Jon Coleman Jon Coleman

The Revenant,” a movie nominated for 12 Oscars including for best picture and best actor, is a film inspired by the true story of mountain man Hugh Glass. According to the lore, Glass was severely wounded in a bear attack in the wilds of South Dakota. After his expedition party left him for dead, Glass crawled back to the Fort Kiowa trading post, looking for revenge.

The film, directed and co-written by Alejandro G. Iñárritu, stars Leonardo DiCaprio as Hugh Glass and Tom Hardy as one of the men in Glass’ party who abandon him. After the hardships of filming the movie in the Alaskan wilderness made news, the movie now is generating award season buzz, already winning three Golden Globes and cementing its spot Thursday (Jan. 14) as the most-nominated film of the 2016 Academy Awards.

Jon T. Coleman, professor of history at the University of Notre Dame and author of “Here Lies Hugh Glass: A Mountain Man, A Bear, and the Rise of the American Nation,” praised the movie’s beauty, ambition and creativity with its source material.

“The movie has some amazing historical moments, even if some of the story was make-believe,” Coleman said. “But in a way, that’s the most historical part: The Hugh Glass legend was part art from the beginning.”

Coleman has studied mountain men, those fur trappers and explorers who lived in the wilderness, and their place in building the concept of the Wild West. The suffering of men like Glass was a tale held on a pedestal to show American exceptionalism. “People like Glass helped Americans define their nation as different and exceptional. They wanted the nation to sprout from the soil and to be ingrained in people. This naturalizing process, however, wasn’t pleasant.
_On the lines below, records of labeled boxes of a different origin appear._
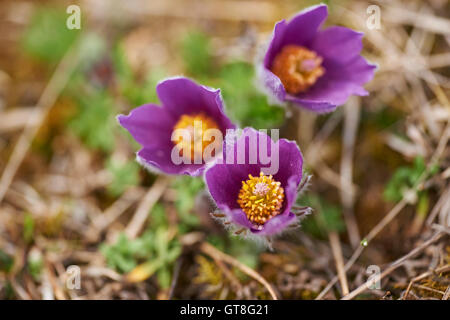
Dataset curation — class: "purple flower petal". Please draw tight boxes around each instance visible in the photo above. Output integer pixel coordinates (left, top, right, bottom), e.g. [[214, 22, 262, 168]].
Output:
[[205, 128, 303, 235]]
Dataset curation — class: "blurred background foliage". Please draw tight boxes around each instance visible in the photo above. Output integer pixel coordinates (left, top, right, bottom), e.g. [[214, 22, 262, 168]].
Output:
[[0, 1, 448, 298]]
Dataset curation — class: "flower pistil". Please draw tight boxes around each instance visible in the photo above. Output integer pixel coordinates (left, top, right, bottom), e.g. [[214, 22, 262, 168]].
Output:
[[237, 172, 284, 226]]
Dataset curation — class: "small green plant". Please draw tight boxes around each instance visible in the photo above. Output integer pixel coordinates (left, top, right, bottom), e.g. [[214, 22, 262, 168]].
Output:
[[100, 205, 181, 288], [69, 91, 117, 152], [218, 61, 284, 129], [181, 31, 213, 77], [173, 176, 205, 231]]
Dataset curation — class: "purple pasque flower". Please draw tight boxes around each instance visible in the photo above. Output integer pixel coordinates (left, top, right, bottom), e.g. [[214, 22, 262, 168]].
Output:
[[117, 77, 235, 176], [205, 128, 310, 240], [258, 4, 376, 113]]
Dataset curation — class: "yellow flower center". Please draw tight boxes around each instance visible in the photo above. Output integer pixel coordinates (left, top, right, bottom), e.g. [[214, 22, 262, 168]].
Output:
[[173, 113, 220, 160], [237, 172, 284, 225], [272, 45, 325, 94]]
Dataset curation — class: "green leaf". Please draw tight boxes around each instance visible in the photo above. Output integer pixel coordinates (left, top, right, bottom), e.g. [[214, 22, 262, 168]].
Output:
[[302, 195, 345, 236], [383, 157, 428, 202], [173, 176, 205, 229], [218, 61, 284, 129], [69, 91, 117, 152], [181, 31, 213, 77]]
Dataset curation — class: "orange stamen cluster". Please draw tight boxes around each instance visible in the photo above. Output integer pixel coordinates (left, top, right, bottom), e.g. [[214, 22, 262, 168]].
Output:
[[173, 113, 220, 160], [237, 172, 284, 225], [272, 45, 325, 94]]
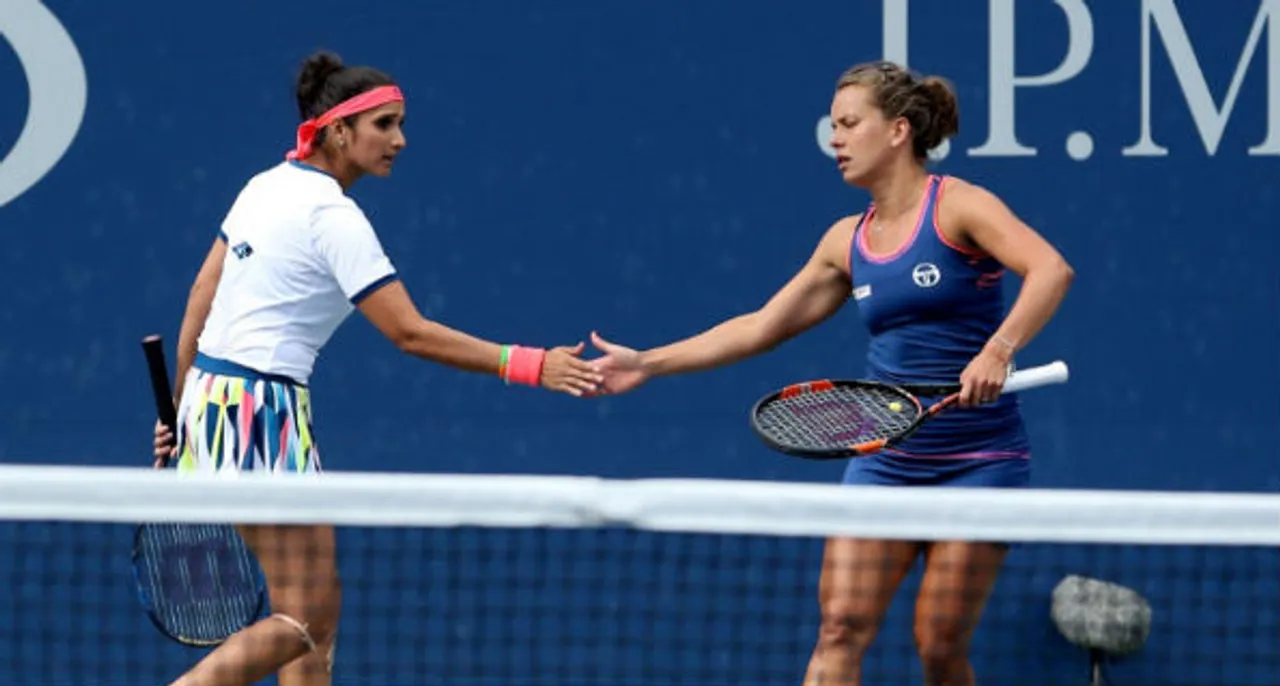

People close to nature — working people — suffered.”

"Here Lies Hugh Glass" by Jon T. Coleman

At the same time, far from accepting such tales as gospel, readers in Glass’ day questioned all the stories from the West. “The mountain men were seen as shifty liars even as people celebrated them as environmental Americans,” Coleman says. “That’s how cultural appropriation worked. They needed men like Glass to establish American exceptionalism, but they also wanted to quarantine them on the frontier. No one wanted Glass to come back.”

Coleman’s research and teaching at Notre Dame focus on early American history and the American West. He is also the author of “Vicious: Wolves and Men in America” (Yale University Press, 2004), winner of the W. Turrentine Jackson Award from the Western History Association and the John H. Dunning Prize from the American Historical Association.